Les personnes transporteurs de drogues dites « mules » ou body packers sont maintenant bien connues. Les principaux produits concernés par l’emballage corporel sont l’héroïne, la cocaïne et le haschich. Il y a les bodypackers qui introduisent les produits dans un orifice : oreille, rectum, vagin avec des objets ovales mesurant 4 à 6 cm de longueur et ceux qui les avalent , capsules plus rondes, ce qui nécessite d’utiliser des laxatifs, des antispasmodiques pour les évacuer.
Les gastroentérologues sont concernés car souvent appelés pour réaliser des extractions endoscopiques qui sont délicates car menacées par l’ouverture d’un des sachets, d’autant plus s’il n’y a pas d’antidote connu comme pour la cocaïne. Ces corps étrangers contenant la drogue sont de mieux en mieux emballés par les trafiquants (gants en latex, préservatifs et ballons jouets, papier alu) pour éviter les risques de rupture, de surdosage mortel et auss de détection aux frontières. Mais aussi, cela entraine une inertie de leur évacuation surtout si la quantité introduite est importante.
Dans des conditions normales, le passage spontané d’un sachet rempli de drogue à travers le système digestif se produit dans les 30 h (1).
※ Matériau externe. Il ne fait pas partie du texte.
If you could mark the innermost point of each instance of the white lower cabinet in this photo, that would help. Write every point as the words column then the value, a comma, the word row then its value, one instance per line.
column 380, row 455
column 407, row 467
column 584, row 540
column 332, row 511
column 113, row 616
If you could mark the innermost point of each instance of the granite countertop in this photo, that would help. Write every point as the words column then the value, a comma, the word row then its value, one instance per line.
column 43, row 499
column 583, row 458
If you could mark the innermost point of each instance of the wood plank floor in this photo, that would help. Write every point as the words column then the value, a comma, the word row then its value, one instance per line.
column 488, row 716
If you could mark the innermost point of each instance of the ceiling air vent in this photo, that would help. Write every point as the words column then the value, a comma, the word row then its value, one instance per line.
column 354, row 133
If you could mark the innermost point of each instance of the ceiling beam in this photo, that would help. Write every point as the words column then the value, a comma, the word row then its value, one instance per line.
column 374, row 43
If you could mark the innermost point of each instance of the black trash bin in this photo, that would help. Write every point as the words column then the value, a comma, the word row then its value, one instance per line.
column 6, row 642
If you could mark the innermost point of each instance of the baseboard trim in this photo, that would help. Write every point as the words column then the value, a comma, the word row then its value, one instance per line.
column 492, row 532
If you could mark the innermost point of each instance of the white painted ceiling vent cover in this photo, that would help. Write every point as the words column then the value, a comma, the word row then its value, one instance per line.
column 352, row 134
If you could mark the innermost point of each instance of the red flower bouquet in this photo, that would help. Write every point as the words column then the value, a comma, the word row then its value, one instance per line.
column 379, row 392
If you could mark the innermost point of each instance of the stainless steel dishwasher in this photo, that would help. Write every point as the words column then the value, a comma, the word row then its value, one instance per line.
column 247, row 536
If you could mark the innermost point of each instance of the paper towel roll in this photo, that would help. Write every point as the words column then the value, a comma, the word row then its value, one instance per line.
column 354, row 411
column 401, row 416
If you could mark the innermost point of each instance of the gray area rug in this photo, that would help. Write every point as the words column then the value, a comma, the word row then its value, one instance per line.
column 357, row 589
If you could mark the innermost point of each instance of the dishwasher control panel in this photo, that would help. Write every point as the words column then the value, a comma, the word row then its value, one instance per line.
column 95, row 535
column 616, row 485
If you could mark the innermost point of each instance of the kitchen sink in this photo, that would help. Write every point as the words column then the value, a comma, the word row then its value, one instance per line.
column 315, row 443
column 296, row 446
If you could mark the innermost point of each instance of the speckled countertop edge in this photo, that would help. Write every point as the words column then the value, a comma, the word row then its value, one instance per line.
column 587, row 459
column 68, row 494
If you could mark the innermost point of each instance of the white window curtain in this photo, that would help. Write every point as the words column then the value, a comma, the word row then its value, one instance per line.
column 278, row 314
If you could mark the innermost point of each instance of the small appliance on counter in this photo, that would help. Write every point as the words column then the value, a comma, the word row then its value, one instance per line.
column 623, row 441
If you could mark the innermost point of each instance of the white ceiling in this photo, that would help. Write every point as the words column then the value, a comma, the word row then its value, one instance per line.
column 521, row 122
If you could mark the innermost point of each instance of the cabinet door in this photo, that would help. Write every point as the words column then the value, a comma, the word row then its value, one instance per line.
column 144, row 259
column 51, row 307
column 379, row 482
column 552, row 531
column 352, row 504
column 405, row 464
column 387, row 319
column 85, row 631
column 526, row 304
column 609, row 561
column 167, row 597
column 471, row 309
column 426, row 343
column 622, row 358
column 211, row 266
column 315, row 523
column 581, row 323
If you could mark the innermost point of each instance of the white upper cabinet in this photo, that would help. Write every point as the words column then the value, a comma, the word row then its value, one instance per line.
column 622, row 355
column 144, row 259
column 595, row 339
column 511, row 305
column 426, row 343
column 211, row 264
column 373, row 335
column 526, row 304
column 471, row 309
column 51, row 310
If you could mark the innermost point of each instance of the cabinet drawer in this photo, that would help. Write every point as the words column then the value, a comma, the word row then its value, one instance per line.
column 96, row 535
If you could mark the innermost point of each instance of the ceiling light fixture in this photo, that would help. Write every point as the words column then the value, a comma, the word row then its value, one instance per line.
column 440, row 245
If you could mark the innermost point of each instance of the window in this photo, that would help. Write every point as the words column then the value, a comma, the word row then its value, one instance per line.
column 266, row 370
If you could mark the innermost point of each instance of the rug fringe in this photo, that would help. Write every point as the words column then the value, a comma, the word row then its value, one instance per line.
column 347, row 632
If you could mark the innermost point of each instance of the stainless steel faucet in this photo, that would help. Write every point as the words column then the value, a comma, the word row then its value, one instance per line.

Chaque paquet avalé contient en moyenne 3 à 6 g de cocaïne [ 2].  Afin de retarder le temps de transit intestinal, les body packers peuvent délibérément prendre des agents anticholinergiques pour réduire la motilité intestinale. Ils restent à jeun dans l’avion, puis, une fois arrivés à destination, des laxatifs type PEG ou des lavements intrarectaux sont utilisés pour faciliter leur évacuation.
Parfois, comme dans notre cas clinique, les paquets ne sortent pas, c’est alors un tableau d’occlusion haute sur « pseudo bezoard ». L’extraction chirurgicale est alors indiquée (3).

Bibliographie
1 Schaper A, Hofmann R, Bargain P, Desel H, Ebbecke M, Langer C. Traitement chirurgical chez les emballeurs de cocaïne et les pousseurs de corps. Int J Colorectal Dis. 2007 ; 22 :1531–1535. 

2. de Beer SA, Spiessens G, Mol W, Fa-Si-Oen PR. Chirurgie de l’emballage corporel dans la Caraïbe : une étude rétrospective de 70 patients. Monde J Surg. 2008 ; 32 : 281–285. discussion 286–287

3.Pinto A, Reginelli A, Pinto F, Sica G, Scaglione M, Berger FH, Romano L, and Brunese L. Radiological and practical aspects of body packing.  Br JRadiol 2014; 87: 20130500.